My grandfather loved telling us about the busiest weekend of his life: Flag Day weekend in June of 1941. “On Friday I received my commission from the U.S. Army. On Saturday I graduated from college. On Sunday I got married. And on Monday I reported to Camp Roberts for active duty.” (I told you that about my grandfather four years ago, but am counting on you not to remember.)
My grandfather was clear about who he was fighting against, what he was fighting for, and for what greater good he was willing to sacrifice his life.
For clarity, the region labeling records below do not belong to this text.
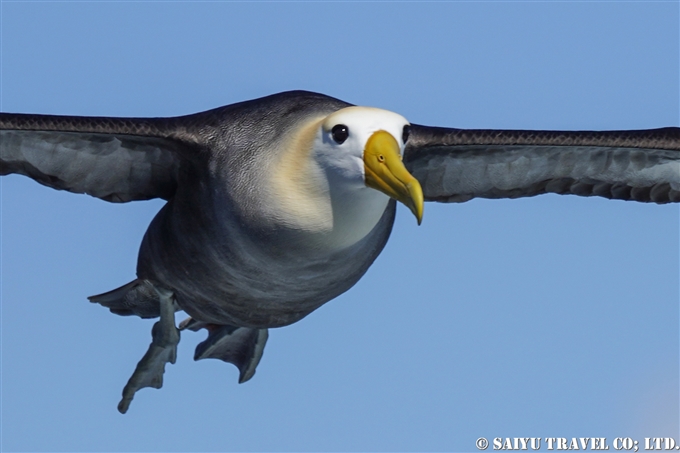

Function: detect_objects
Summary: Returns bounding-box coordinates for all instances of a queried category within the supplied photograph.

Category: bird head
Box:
[314,107,423,224]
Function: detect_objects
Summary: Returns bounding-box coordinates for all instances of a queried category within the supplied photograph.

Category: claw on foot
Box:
[179,318,269,384]
[118,282,180,414]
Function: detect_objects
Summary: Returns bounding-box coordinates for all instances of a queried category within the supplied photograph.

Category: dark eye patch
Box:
[331,124,349,145]
[401,124,411,144]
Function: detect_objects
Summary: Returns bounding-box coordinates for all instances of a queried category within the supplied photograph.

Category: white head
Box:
[264,107,423,248]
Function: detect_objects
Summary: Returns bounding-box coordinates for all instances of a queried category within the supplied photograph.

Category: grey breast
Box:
[137,93,396,328]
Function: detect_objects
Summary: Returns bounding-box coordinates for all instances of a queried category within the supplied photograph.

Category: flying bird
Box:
[0,91,680,413]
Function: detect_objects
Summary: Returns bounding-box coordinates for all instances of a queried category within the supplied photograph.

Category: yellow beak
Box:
[364,131,423,225]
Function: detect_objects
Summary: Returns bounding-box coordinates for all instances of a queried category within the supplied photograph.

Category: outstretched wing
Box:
[0,113,201,202]
[404,124,680,203]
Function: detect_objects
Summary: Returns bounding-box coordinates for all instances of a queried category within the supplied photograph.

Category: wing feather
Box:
[0,113,199,202]
[404,125,680,203]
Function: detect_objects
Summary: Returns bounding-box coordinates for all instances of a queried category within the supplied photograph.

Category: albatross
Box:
[0,91,680,413]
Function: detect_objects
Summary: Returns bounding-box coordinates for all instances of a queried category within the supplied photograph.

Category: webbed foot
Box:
[118,282,180,414]
[180,318,269,384]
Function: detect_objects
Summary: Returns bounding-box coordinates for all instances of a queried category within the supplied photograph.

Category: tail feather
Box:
[88,279,161,318]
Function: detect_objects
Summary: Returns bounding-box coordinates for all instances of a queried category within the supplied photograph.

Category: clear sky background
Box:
[0,2,680,451]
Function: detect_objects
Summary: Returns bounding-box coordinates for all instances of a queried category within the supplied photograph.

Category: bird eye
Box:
[401,124,411,144]
[331,124,349,145]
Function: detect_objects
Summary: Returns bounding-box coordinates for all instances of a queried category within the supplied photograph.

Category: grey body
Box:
[0,91,680,412]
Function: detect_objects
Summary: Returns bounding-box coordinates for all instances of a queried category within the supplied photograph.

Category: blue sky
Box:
[0,2,680,451]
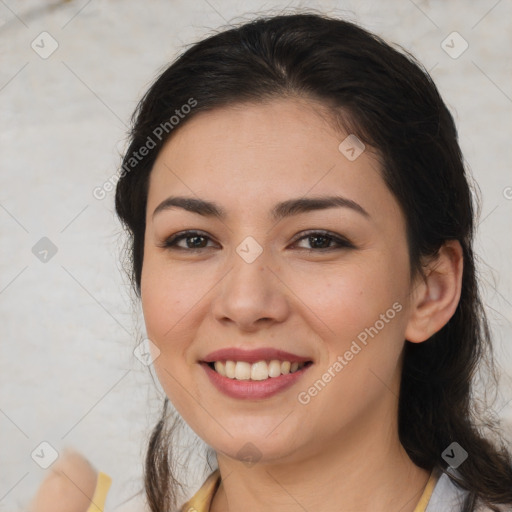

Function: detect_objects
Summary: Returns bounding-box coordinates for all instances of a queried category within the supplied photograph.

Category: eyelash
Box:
[159,230,356,253]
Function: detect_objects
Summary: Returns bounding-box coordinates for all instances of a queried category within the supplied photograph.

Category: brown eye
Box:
[160,231,217,252]
[295,231,355,252]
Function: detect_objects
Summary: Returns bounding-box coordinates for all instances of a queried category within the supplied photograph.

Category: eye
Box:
[159,231,217,252]
[294,231,355,252]
[159,231,355,252]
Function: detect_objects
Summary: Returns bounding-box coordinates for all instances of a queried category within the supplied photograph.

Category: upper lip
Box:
[203,347,311,363]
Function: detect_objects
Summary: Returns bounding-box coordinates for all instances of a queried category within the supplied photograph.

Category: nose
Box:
[212,252,289,331]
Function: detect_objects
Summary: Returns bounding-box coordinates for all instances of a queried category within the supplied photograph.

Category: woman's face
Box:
[141,99,411,462]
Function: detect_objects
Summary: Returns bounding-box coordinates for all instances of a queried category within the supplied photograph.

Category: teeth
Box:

He passed away a few years ago, but one of my enduring memories of him is listening to his stories about his old Army buddies and their exploits, or catching up with him after his annual reunion with the friends and their wives.
Talking to my father, who was an Air Force pilot in Vietnam, is a different experience. He’ll answer questions when asked, but he doesn’t, like my grandfather, spontaneously recall with nostalgia his wartime experiences. “Our pride as Vietnam vets,” my dad says, “is that there has been nearly half a century since the last draft.”
Ironically, my father says, our country is more unified when military and mandatory federal service is more prolific in larger society. “Is war our only unifier?” he asks. “Is that progress?”
If war is a unifier, bring it on. Our country needs nothing more than unity right now. Goodness, haven’t the past four years, the past seven months, the past eight days, shown us that? So if war is what it takes to bring us together, let’s engage.
But let’s refocus and redefine the battle. Let’s make it a war on COVID-19. A war on racial inequality. A war on shrinking public education funding. A war on melting glaciers and tinder-dry forests. A war on systemic and generational poverty. A war on crippling partisanship. A war on the rhetoric that drives us apart when we could accomplish so much more by working together.
On Veterans Day, honor our veterans. At the expense of their own mental, emotional and physical health, they went, unified, into battle to secure peace. Upholding the peace they fought for and the unity they maintained is the least we can do.